Use caseUnit metricBusiness frame
Customer support chatbotCost per resolved ticketCompare to cost per human-resolved ticket; break-even analysis
Document processingCost per document processedCompare to manual processing cost; volume threshold for ROI
Code assistantCost per developer per dayAssess against productivity lift; licence vs build decision
B2B SaaS AI featureAI COGS per customer per monthEnsure AI COGS is below the margin you need; inform feature pricing

Anomaly Alerts

  • Daily spend > 2× rolling 7-day average → alert immediately; investigate before spend continues
  • Single use case consuming > 50% of total daily budget → ring-fence with use-case budget cap
  • Per-request cost P95 growing > 30% week-over-week → prompt or context length drift
  • Cache hit rate dropping > 20% from baseline → system prompt or prefix changed; verify intentional
  • Zero spend on a use case that is normally active → possible silent failure or routing error

Chargeback Model

Allocating AI costs to the teams that generate them creates accountability and motivates efficient use. Teams that see their AI bill are more likely to optimise prompts, use appropriate model tiers, and question whether a use case justifies its cost.

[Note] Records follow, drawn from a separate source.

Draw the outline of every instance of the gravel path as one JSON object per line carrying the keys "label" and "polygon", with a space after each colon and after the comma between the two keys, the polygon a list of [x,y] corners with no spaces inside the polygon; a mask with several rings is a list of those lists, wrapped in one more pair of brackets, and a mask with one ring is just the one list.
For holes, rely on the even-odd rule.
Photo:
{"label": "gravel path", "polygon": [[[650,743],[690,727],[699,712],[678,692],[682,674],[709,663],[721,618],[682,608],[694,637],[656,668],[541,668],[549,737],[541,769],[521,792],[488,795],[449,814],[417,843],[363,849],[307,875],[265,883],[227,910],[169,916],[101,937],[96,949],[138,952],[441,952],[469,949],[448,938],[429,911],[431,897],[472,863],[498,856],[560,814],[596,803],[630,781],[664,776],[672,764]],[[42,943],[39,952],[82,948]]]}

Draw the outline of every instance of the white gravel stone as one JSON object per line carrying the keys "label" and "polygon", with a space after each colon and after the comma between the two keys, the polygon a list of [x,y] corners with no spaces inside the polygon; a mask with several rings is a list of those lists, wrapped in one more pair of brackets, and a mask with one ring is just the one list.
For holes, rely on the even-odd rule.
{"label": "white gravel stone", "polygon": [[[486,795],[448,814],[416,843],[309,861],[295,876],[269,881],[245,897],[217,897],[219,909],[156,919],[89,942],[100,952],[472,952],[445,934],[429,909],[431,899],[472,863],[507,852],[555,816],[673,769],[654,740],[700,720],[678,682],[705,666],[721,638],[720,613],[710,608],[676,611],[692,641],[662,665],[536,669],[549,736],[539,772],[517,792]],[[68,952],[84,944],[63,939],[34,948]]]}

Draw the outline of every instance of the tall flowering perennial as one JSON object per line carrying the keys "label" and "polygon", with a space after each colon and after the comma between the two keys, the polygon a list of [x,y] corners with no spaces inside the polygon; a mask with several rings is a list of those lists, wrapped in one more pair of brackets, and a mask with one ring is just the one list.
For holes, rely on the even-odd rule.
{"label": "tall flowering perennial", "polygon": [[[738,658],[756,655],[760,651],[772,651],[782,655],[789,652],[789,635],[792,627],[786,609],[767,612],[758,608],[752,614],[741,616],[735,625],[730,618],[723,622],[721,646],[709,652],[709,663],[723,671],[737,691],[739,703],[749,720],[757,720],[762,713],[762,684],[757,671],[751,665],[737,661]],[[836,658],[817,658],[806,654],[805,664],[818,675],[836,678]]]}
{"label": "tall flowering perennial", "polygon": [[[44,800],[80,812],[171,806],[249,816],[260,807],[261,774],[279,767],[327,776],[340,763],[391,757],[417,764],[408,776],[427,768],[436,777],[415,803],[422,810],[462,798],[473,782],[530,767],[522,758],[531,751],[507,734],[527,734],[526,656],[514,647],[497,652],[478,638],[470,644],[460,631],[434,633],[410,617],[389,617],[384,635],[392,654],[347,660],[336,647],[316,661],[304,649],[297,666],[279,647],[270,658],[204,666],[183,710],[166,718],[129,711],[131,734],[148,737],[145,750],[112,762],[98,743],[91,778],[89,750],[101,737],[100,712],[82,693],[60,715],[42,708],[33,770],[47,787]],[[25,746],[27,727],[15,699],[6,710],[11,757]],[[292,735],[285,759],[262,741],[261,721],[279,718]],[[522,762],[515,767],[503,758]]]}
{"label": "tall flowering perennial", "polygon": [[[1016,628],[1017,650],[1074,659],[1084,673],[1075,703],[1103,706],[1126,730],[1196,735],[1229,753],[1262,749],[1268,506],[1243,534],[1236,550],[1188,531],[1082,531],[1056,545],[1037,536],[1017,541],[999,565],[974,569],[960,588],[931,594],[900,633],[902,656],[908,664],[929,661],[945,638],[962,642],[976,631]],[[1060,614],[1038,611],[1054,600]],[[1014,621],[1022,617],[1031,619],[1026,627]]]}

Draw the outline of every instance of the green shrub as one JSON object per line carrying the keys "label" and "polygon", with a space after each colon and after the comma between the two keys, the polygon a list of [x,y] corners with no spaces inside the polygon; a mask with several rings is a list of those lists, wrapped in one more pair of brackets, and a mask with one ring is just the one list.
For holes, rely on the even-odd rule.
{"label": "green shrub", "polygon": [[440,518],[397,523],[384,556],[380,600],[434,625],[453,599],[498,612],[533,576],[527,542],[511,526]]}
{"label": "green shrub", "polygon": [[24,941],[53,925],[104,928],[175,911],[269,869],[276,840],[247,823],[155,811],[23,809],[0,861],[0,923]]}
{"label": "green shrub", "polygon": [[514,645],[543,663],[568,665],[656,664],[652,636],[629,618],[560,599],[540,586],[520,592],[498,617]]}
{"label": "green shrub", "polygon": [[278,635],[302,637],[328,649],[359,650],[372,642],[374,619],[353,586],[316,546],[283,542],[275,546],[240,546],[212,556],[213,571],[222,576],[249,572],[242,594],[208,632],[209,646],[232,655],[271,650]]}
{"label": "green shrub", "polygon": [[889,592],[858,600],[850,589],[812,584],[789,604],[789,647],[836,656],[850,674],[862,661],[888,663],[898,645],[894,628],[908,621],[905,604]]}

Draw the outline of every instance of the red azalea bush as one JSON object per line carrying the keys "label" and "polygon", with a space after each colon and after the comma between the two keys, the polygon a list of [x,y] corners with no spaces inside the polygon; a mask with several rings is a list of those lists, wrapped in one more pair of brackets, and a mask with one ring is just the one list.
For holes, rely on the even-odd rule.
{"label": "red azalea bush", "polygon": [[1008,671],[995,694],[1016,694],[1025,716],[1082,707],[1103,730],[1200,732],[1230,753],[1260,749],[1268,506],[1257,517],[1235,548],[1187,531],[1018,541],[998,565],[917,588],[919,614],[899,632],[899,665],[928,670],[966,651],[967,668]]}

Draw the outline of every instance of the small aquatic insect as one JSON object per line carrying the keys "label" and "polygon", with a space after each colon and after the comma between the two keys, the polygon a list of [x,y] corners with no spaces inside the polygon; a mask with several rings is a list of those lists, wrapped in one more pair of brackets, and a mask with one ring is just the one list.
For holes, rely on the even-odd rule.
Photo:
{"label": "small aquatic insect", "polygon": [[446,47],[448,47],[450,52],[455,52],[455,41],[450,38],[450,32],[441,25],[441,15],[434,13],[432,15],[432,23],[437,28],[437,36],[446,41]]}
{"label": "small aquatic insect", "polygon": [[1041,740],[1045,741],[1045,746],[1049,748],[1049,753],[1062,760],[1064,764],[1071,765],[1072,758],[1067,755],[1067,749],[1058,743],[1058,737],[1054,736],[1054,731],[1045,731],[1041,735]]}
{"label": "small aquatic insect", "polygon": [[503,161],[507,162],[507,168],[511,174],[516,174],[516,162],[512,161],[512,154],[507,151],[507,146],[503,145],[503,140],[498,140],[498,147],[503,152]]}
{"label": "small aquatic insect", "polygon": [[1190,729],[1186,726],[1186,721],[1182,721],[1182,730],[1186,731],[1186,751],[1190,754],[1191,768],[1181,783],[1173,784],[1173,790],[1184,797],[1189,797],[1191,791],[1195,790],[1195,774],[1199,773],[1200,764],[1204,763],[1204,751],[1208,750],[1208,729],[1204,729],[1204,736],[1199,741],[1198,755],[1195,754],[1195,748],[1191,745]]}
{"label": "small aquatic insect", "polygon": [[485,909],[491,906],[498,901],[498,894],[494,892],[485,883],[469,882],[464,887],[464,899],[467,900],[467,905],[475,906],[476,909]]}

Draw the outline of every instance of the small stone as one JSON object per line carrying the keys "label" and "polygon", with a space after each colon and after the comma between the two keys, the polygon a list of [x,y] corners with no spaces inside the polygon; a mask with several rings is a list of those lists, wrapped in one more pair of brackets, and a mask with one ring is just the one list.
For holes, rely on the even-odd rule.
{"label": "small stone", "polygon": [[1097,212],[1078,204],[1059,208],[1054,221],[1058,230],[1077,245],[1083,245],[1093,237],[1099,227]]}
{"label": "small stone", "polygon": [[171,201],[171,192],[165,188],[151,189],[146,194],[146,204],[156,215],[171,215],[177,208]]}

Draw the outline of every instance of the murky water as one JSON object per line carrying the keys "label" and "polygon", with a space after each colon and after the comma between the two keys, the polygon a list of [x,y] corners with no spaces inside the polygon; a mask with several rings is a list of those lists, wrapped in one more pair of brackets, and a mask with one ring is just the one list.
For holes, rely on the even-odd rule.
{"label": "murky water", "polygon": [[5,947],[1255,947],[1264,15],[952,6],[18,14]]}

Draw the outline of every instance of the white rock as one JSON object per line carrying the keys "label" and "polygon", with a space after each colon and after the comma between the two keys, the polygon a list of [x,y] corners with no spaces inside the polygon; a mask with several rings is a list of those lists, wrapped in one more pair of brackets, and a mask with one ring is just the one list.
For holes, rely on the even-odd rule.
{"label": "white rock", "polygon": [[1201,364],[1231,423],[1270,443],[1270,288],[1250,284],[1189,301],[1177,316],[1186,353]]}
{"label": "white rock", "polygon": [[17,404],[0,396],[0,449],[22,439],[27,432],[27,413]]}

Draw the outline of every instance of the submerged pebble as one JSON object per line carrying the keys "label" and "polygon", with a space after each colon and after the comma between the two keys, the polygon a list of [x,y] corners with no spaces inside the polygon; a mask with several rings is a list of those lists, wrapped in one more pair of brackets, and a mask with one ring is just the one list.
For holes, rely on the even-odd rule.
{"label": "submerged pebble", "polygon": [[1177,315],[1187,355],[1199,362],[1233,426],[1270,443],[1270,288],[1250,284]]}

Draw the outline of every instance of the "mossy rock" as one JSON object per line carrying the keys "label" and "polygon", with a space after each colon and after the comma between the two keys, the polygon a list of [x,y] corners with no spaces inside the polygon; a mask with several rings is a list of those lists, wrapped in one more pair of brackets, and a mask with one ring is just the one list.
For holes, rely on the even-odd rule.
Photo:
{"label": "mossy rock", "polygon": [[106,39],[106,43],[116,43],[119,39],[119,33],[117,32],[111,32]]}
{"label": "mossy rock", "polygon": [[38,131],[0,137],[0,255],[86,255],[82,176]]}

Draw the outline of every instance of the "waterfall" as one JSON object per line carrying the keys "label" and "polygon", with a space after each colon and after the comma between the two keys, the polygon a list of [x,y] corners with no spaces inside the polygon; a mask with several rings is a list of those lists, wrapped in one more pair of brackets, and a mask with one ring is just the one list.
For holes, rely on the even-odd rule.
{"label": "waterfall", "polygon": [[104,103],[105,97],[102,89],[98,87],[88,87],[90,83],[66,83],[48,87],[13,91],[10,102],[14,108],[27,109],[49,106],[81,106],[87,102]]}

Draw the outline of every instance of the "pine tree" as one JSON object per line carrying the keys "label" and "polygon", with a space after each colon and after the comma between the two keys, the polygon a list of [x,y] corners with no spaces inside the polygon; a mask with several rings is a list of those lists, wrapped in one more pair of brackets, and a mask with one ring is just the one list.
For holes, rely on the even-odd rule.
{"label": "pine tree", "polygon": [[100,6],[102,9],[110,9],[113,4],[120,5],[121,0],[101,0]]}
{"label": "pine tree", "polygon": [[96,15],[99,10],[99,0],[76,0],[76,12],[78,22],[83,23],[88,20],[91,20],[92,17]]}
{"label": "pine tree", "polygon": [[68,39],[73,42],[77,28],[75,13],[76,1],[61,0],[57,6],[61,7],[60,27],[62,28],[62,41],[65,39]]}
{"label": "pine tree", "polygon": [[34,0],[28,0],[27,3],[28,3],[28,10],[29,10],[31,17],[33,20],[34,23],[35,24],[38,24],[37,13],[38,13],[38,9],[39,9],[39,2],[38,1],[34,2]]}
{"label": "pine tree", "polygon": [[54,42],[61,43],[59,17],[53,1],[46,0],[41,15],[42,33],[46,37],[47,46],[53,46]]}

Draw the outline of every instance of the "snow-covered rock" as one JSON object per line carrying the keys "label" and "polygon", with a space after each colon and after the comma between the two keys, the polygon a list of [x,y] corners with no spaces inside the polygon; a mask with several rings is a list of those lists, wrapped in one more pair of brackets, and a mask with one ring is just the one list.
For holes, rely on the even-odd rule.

  • Tag every LLM call with a team identifier at call time — not retroactively
  • Report monthly chargeback in the same cycle as infrastructure chargebacks
  • Provide teams with access to their own engineering view dashboard — they should be able to investigate their own costs
  • Do not surprise teams with large bills — set soft-limit alerts at 80% of team budget so they can act before month-end

Checklist: Do You Understand This?

  • What are the three dashboard views an AI cost measurement system should provide, and who is the audience for each?
  • Why must cost metadata be emitted at call time rather than retroactively attributed?
  • What is cost per successful task, and why is it more useful than cost per request for business stakeholders?
  • At what anomaly threshold should a daily spend alert fire, and what is the investigation workflow?
  • Define unit economics for an AI-powered recruiting tool that screens CVs.
  • Why does a chargeback model create cost efficiency incentives — what behaviour does it change?